Posts Tagged ‘linked-data’

Linked, open, semantic?

Wednesday, November 11th, 2009

During an interesting session called the ‘Great Global Graph’ at the CETIS conference this week I formed the opinion that, in the recent rush of enthusiasm for ‘linked data’, three ‘memes’ were being conflated. These next three bullets outline my understanding of how these terms have been used in recent discussions, including the CETIS session:

  • Open data: I see this as something expressed as a philosophy or, in more concrete terms, as a policy, such as that espoused by the UK Government. There are aspects of public ownership in this, but also a philosophical approach based on ‘openness’ and a rejection of the economic idea of value in scarcity of information. I think that specific technology does not come into this really: for example one concrete realisation of this policy in the UK is the Freedom of Information Act under which it is perfectly permissible for a data owner to supply data in any reasonable format and medium. Essentially, I generally take ‘open’ to mean accessible to all, notwithstanding conditions of use.
  • Linked data: This one is trickier, as the term is used in quite a precise way by some proponents, based on the principles of linked data form the W3C. There are others who prefer a looser definition. There have been some well-reshearsed arguments about this, which generally come down to whether or not RDF is a pre-requisite of linked data. I’ve become inclined to use the term in its more precisely defined sense, in recognition of the efforts going on in this space.
  • Semantic Web: This term introduces ’semantics’ into the mix, by layering on ontologies allowing inferences to be made from the data itself.

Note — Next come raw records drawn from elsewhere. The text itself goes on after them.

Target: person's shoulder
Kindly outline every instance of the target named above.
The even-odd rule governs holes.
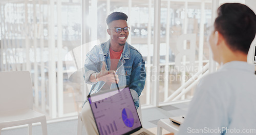
[[[141,53],[135,47],[133,47],[132,45],[127,43],[128,46],[129,46],[129,48],[130,49],[130,53],[131,53],[131,56],[139,56],[140,57],[141,57],[142,59],[143,62],[145,62],[145,60],[143,58],[143,57]]]

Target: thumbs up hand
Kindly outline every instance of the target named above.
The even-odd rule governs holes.
[[[106,70],[105,66],[106,63],[104,61],[102,61],[102,67],[101,67],[101,70],[100,72],[96,75],[97,79],[99,81],[108,82],[118,83],[119,82],[119,79],[118,78],[118,76],[115,74],[116,72],[113,70],[108,71]],[[115,76],[116,78],[116,82],[114,76]]]

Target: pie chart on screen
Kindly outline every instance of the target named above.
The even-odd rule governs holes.
[[[122,111],[122,118],[123,123],[129,127],[131,127],[134,124],[134,118],[133,118],[132,111],[127,108],[123,108]]]

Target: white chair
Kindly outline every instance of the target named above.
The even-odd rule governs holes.
[[[139,104],[140,106],[139,108],[137,109],[137,112],[139,115],[139,118],[140,118],[140,122],[141,124],[142,124],[142,114],[141,113],[141,105],[140,104],[140,100],[139,100]],[[81,114],[80,112],[78,114],[78,117],[77,118],[77,135],[82,135],[82,131],[83,128],[83,124],[82,121]]]
[[[0,72],[0,134],[2,128],[40,122],[42,134],[47,134],[46,117],[33,110],[33,92],[29,71]]]

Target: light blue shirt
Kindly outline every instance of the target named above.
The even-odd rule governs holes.
[[[203,77],[177,134],[255,134],[254,72],[253,65],[233,61]]]

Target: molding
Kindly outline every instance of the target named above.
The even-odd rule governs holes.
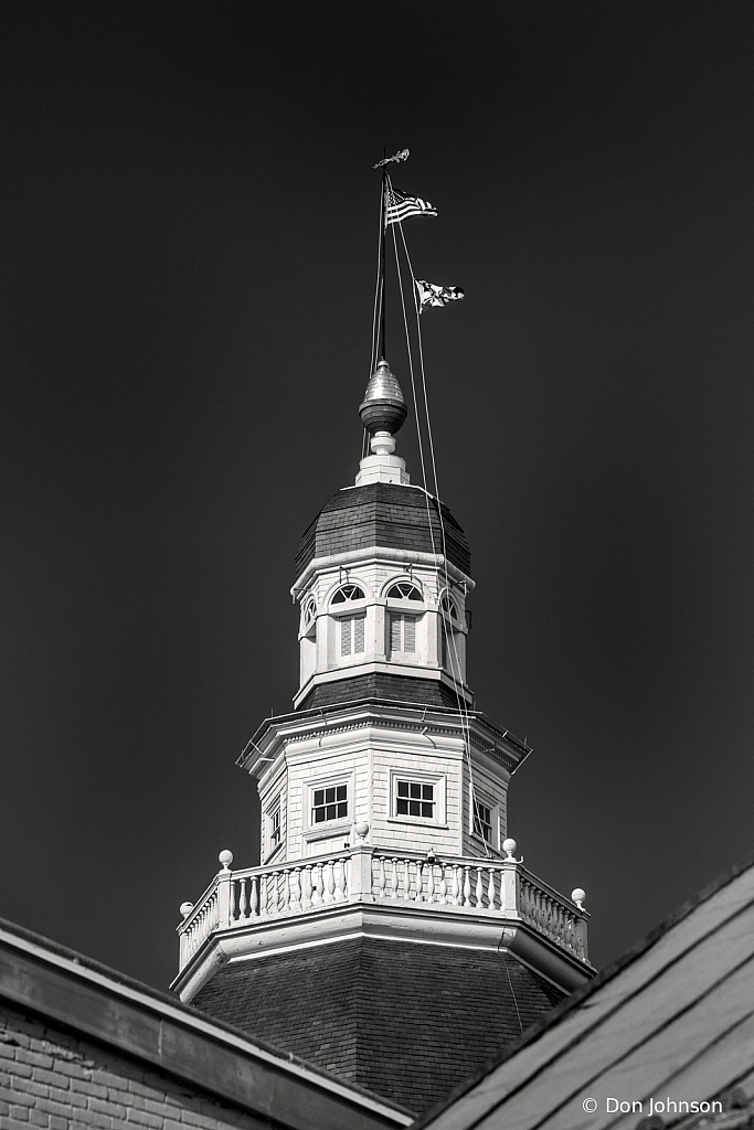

It seems that these terms are often used together in the same discussions, and I suspect I could benefit from some separation of concerns in some of these discussions. It seems to me that the following are true:

  1. data can be open, while not being linked
  2. data can be linked, while not being open
  3. data which is both open and linked is increasingly viable
  4. the Semantic Web can only function with data which is both open and linked

Option 1 satisfies, in part at least, the drive to make available to the public data which has been paid for by the public and which might be useful to it. There are those (and I count myself among them) who generally believe that at present, for example, it would be better to quickly make the data open in some useable form than to delay this unduly while it is processed into RDF. However, there is a reasonable case to be made for not polluting information spaces with poorly prepared datasets.

Option 2 is an approach for organisations which want to take a more resource-oriented approach to managing and exploiting internal information assets. In the CETIS session an interesting idea was floated around how such an approach might go a long way to helping organisations address data-quality issues.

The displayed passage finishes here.